Tunus’ta “Anayasal Darbe” Cumhurbaşkanlığı Seçimi ile Derinleşiyor mu?

Tunusluların “Onur ve Özgürlük Devrimi” adını verdiği ve bölgesel yansımalarıyla birlikte “Arap Baharı” olarak adlandırılan halk hareketleri, son yıllarda hemen her yerde karşı devrim dalgasına kapılarak farklı bir mecraya evrildi. Hareketlerin başladığı Tunus’ta, uzun süren siyasi, hukuki ve ekonomik krizlerin ardından 25 Temmuz 2021’de gelen Cumhurbaşkanı Kays Said’in “olağanüstü kararları” 10 yılın ardından ülkede demokratik siyasetin gerilemesine yol açarken, ilginç bir şekilde bu yönde ciddi bir halk desteği de gözleniyordu. Kimileri tarafından zorunlu bir müdahale şeklinde görülen bu kararlar; meclisin önce askıya alınması ve sonra feshedilmesi, siyasi partilerin neredeyse siyasetten tasfiye edilmesi, yargıya yönelik müdahalelerin yanı sıra Nahda Hareketi ve lideri Raşid Gannuşi’ye yönelik baskılar sebebiyle “anayasal darbe” olarak adlandırılıyor. 2019 yılından itibaren cumhurbaşkanlığı görevini yürüten Kays Said, 2021’de aldığı olağanüstü kararlardan tam bir sene sonra 25 Temmuz 2022’de yapılan referandumla birlikte meşruiyetini güçlendirirken, ülkede 6 Ekim’de yapılacak cumhurbaşkanlığı seçimleri sürecinde yaşananlar sözü edilen anayasal darbenin derinleşerek etkisinin arttığını işaret ediyor.

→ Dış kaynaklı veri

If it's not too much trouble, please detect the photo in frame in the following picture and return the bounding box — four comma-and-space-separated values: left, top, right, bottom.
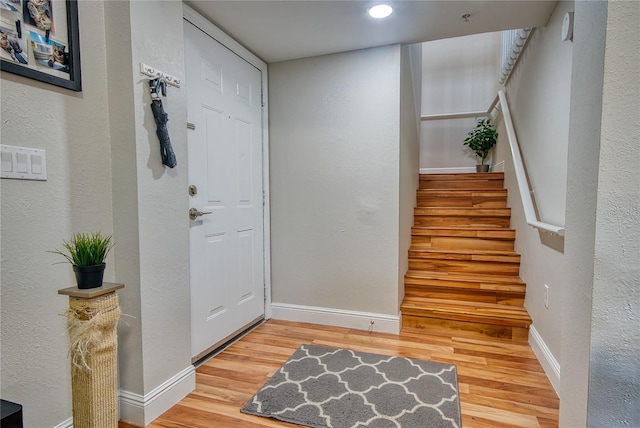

Yaklaşan seçimler için adaylığını açıklayan siyasetçiler çeşitli sebeplerle yasak ve engellemelerle karşılaşırken, Said’in tekrar kazanmasına kesin gözüyle bakılıyor. Cumhurbaşkanlığı süresince devletin çeşitli kademelerinde kazandığı desteğin yanı sıra halkın önemli bir kısmının da teveccühüne sahip Said, siyasi rakiplerini tasfiye ederken bir yandan da halkın da desteğini taşıyor. Ancak, bu duruma rağmen ülkede işsizlik başta olmak üzere ekonomik sorunların devam etmesi ve Tunus’ta siyaseten dışlanan kesimlerin varlığı Said’in ve kurduğu sistemin yumuşak karnını teşkil ediyor.

25 Temmuz kararlarıyla birlikte, Cumhurbaşkanı Said’in ülkede siyasetin adeta tek aktörü hâline gelmesi demokratik siyasetin yeniden toparlanması anlamında soru işaretlerini beraberinde getiriyor. Bu süreçte, şüphesiz Arap ve İslam dünyası adına demokrasiye teoride ve pratikte en yakın duran hareketlerden Nahda ve lideri Gannuşi’nin gördüğü baskı ve dışlanmanın sonuçlarının düşünülmesi gerekiyor. Ülkede ilk etapta devrimin ortaya çıkmasına zemin hazırlayan “işsizlik, yolsuzluk ve insan hakları” konularında önemli bir ilerleme kat edildiği görülmemekle birlikte, Said’in bölgesel ve uluslararası destekle birlikte rejimi tahkim ettiği anlaşılıyor.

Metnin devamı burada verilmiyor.